Treasuries have lost investors 2.6 percent this year, including 0.7 percent this month as of Nov. 21, according to the Bloomberg U.S. Treasury Bond Index. (BUSY) They gained 2 percent last year.
The extra yield on 10-year notes versus five-year securities was 1.40 percentage points yesterday after expanding to 1.45 percentage points Nov. 21, the widest since August 2011.
The steeper yield curve “reflects the potential for the Fed to taper,” said Jason Rogan, managing director of U.S. government trading at Guggenheim Securities LLC, a New York-based brokerage for institutional investors. “It seems the Fed is ready to taper in December if the data gives them reason to.”
Hedge-fund managers and other large speculators increased net-long position in two-year note futures to the highest level since August, according to U.S. Commodity Futures Trading Commission data. Speculative long positions, or bets prices will rise, outnumbered short positions by 34,011 contracts in the week ending Nov. 19 on the Chicago Board of Trade, up 19 percent, from a week earlier.
The U.S. is scheduled to sell $32 billion in two-year notes, $35 billion in five-year debt and $29 billion in seven-year securities on three consecutive days starting Nov. 25.
The five-year notes to be sold may be considered an additional issue of the outstanding seven year notes sold Nov. 30, 2011, if the auction results in a high yield ranging from 1.375 percent to 1.499 percent, according to the Treasury.
A sale of 10-year Treasury Inflation Protected Securities Nov. 21 showed not everyone is ready to abandon the notes. The $13 billion auction attracted the strongest demand since 2011 from a group of investors that includes pension funds and insurers.
Direct bidders, non-primary-dealer investors that place orders directly with the Treasury, bought 21.5 percent of the notes, the most since September 2011, according to data compiled by Bloomberg.
The difference between yields on 10-year notes and same-maturity TIPS, a gauge of trader expectations for consumer prices over the life of the debt, was 2.20 percentage points, in line with the average over the past decade.

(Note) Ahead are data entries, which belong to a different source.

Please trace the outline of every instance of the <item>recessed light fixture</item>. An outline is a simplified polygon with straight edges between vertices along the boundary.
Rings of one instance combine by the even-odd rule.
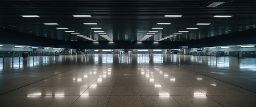
[[[198,28],[187,28],[187,29],[197,29]]]
[[[152,29],[163,29],[164,28],[153,28]]]
[[[210,25],[210,23],[197,23],[197,25]]]
[[[73,16],[74,17],[91,17],[91,15],[73,15]]]
[[[15,46],[15,48],[24,48],[25,46]]]
[[[44,23],[45,25],[59,25],[58,23]]]
[[[233,16],[219,16],[219,15],[216,15],[214,16],[214,17],[231,17]]]
[[[83,23],[84,25],[98,25],[97,23]]]
[[[57,29],[68,29],[68,28],[57,28]]]
[[[147,34],[155,34],[154,33],[147,33]]]
[[[229,46],[226,46],[226,47],[220,47],[221,48],[230,48],[230,47]]]
[[[91,28],[91,29],[101,29],[101,28]]]
[[[242,48],[247,48],[247,47],[254,47],[254,45],[247,45],[247,46],[241,46],[241,47]]]
[[[157,25],[171,25],[170,23],[157,23]]]
[[[21,16],[24,17],[40,17],[40,16],[37,15],[21,15]]]
[[[182,17],[182,15],[165,15],[165,17]]]

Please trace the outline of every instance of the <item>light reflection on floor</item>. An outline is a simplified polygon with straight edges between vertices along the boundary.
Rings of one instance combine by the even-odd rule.
[[[28,99],[25,102],[31,98],[45,102],[67,99],[73,100],[63,104],[79,106],[86,106],[83,101],[90,99],[103,105],[86,106],[106,106],[106,102],[118,104],[115,101],[139,96],[137,104],[143,102],[145,106],[154,99],[170,103],[156,103],[153,106],[182,106],[179,104],[206,100],[204,103],[218,106],[223,103],[218,101],[218,95],[255,95],[231,84],[256,91],[256,58],[165,54],[88,54],[35,57],[33,60],[33,57],[21,58],[20,62],[19,58],[14,58],[12,63],[11,58],[5,58],[4,64],[0,58],[0,103],[20,104],[11,100],[17,97]],[[256,97],[250,96],[255,101]],[[122,106],[126,105],[117,106]]]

“Inflation is not really a concern,” said Brian Edmonds, the head of interest-rates trading in New York at primary dealer Cantor Fitzgerald LP. “Deflationary pressure is more of a concern.”
Fed officials said they might reduce $85 billion in monthly bond purchases “in coming months” as the economy improves, minutes of their October meeting showed on Nov. 20. The central bank has said it will keep short-term rates at almost zero at least as long as unemployment is above 6.5 percent and the forecast for inflation is below 2.5 percent. The jobless rate in October was 7.3 percent.

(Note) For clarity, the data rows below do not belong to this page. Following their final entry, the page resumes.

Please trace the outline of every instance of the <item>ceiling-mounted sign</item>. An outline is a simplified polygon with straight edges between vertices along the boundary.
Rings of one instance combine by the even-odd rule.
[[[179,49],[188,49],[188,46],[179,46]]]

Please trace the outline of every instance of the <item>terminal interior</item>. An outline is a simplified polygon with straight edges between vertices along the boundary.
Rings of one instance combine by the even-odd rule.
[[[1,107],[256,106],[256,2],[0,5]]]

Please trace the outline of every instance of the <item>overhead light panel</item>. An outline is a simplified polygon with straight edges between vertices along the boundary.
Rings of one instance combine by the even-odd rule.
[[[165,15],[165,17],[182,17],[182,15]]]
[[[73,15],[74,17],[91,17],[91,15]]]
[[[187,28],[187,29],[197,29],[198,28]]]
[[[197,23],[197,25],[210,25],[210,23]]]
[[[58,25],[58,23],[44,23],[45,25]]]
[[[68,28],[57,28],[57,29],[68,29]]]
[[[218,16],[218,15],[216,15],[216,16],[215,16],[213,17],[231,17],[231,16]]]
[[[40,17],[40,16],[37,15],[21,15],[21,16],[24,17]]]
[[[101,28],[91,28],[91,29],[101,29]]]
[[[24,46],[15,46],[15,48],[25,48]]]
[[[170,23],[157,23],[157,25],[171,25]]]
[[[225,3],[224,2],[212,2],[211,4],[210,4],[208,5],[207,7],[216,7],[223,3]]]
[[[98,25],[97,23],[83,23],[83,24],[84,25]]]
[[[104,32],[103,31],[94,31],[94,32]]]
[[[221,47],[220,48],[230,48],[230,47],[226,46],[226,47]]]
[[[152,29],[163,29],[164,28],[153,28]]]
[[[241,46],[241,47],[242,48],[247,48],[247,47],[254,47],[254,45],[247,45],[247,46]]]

Yields accounting for inflation touched the highest level in more than two years this week as bond rates increased while consumer prices remain subdued.

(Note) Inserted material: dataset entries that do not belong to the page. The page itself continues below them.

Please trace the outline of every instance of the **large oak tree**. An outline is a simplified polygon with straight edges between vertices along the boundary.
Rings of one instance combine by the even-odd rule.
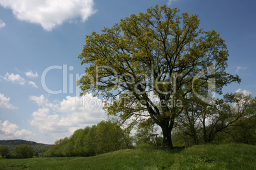
[[[206,101],[211,92],[240,81],[225,72],[224,40],[199,23],[196,15],[156,6],[92,32],[78,56],[87,64],[78,81],[81,95],[111,98],[108,114],[131,124],[151,119],[162,128],[163,147],[173,148],[176,118],[195,96]]]

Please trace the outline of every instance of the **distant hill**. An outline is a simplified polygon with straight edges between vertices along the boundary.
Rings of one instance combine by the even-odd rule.
[[[47,150],[51,145],[38,143],[32,141],[27,141],[22,140],[0,140],[0,145],[8,145],[12,150],[13,148],[20,145],[27,145],[34,148],[34,151],[38,153],[43,153]]]

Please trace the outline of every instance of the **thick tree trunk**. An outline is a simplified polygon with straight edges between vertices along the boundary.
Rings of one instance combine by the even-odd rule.
[[[163,148],[173,148],[171,141],[171,131],[173,130],[174,121],[164,121],[161,124],[163,134],[162,147]]]

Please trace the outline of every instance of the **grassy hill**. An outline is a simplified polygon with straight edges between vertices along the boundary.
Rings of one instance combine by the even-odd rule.
[[[45,152],[51,146],[50,145],[38,143],[34,141],[22,140],[0,140],[0,145],[8,145],[11,150],[13,150],[16,146],[22,144],[32,147],[34,148],[34,151],[38,152],[38,153]]]
[[[122,150],[91,157],[0,159],[0,169],[256,169],[255,160],[256,146],[215,144]]]

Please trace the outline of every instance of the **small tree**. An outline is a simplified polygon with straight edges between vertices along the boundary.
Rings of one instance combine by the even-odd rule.
[[[10,148],[8,145],[1,145],[0,146],[0,155],[4,157],[5,155],[8,154],[10,152]]]
[[[14,148],[14,152],[20,154],[22,158],[31,158],[34,155],[34,148],[27,145],[20,145]]]

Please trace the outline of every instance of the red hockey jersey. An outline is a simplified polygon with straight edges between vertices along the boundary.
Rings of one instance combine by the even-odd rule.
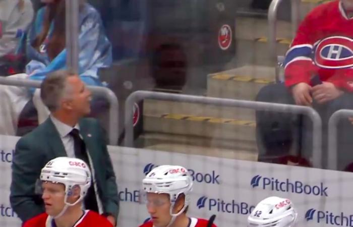
[[[310,83],[313,76],[353,92],[353,19],[340,1],[311,11],[286,54],[285,84]]]
[[[191,220],[190,225],[188,227],[206,227],[207,226],[208,220],[195,217],[190,217],[190,218]],[[153,227],[153,222],[151,220],[149,220],[140,225],[140,227]],[[217,227],[217,225],[212,224],[212,227]]]
[[[112,224],[104,217],[95,212],[85,211],[81,218],[73,227],[112,227]],[[51,217],[46,213],[30,219],[26,221],[23,227],[56,227]]]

Treasury 10-year notes yielded about 1.78 percent yesterday after subtracting the cost of living, data compiled by Bloomberg show. It narrowed from 1.84 percent on Nov. 21, the most since February 2011, when the yield rose to 2.84 percent.
U.S. consumer prices rose 1 percent in October from the year before, the Labor Department reported on Nov. 20. It was the smallest increase since October 2009 as retailers started discounting before the holiday shopping season.
Jobless claims in the week ended Nov. 16 dropped by 21,000 to 323,000, the fewest since the week ended Sept. 28, from a revised 344,000 the previous week, the Labor Department said Nov. 21 in Washington. The median forecast of 47 economists surveyed by Bloomberg called for a drop to 335,000.
The 10-year yield will rise to 2.90 percent by the end of March, according to a Bloomberg survey of financial companies with the most recent forecasts given the heaviest weightings.